• After four-day battle, patient with wrongly transfused blood dies
    The Statesman | 8 November 2025
  • Namita Bagdi, a woman in her mid-40s who had to be transferred to the intensive care unit of Burdwan Medical College & Hospital after she was transfused with blood meant for another patient, died last night after a four-day struggle to survive the effects of the gross mistake.

    A resident of Tulsidanga, she had been admitted to the female medicine ward of the hospital last Saturday after she was bitten by a venomous snake. Fifty three-year-old Namita Majhi, a resident of Balgona in Bhatar block, was admitted to the same ward the next day (Sunday) after being referred to the tertiary medical college hospital from Bhatar block hospital as she was suffering from persistent anaemia and needed blood transfusion due to her falling haemoglobin level.
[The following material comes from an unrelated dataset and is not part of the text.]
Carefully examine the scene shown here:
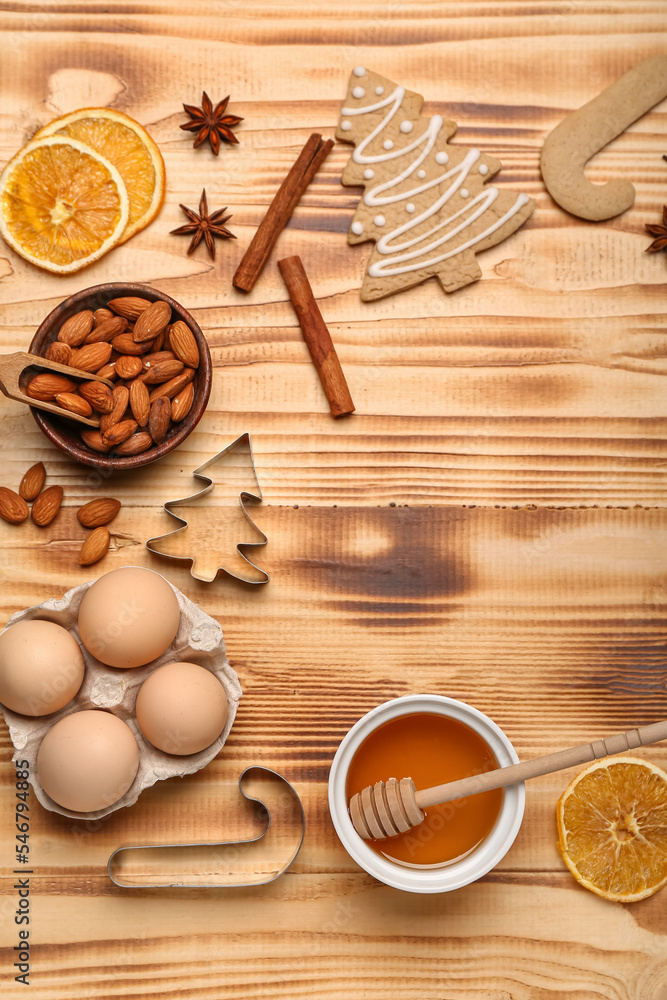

    Majhi’s son Sanjoy had procured two units of blood and had handed it over to the nurses on duty on Sunday afternoon. The on-duty nursing staff by mistake administered the blood collected for Namita Majhi to Namita Bagdi.

    When Namita Bagdi complained of severe discomfort due to haemolytic transfusion reaction, the nursing staff realised the mistake and the nursing superintendent was summoned. On seeing the situation, she immediately stopped the transfusion. But by that time, about 50 per cent of one unit had been transfused, sources at the hospital said. The blood did not match Bagdi’s blood group, compounding the consequences.

    Patients, in such cases, “suffer absolute collapse of the immune system due to transfusion of foreign blood from incompatible donors (different blood group),” explained Kabi Ghosh, secretary, West Bengal Voluntary Blood Donors’ Society. He added: “The negligent nurses should be penalised at once.”

    Namita Bagdi was rushed to the ICU, where she was being monitored constantly. But she had developed a fever and headache, and kept on vomiting. The BMCH authorities had initiated an internal probe into the irregularity. But after Bagdi’s death last night, they have set up a high-level five-member inquiry committee to examine the incident thoroughly, the hospital’s medical superintendent and vice-principal, Dr Tapas Ghosh, said.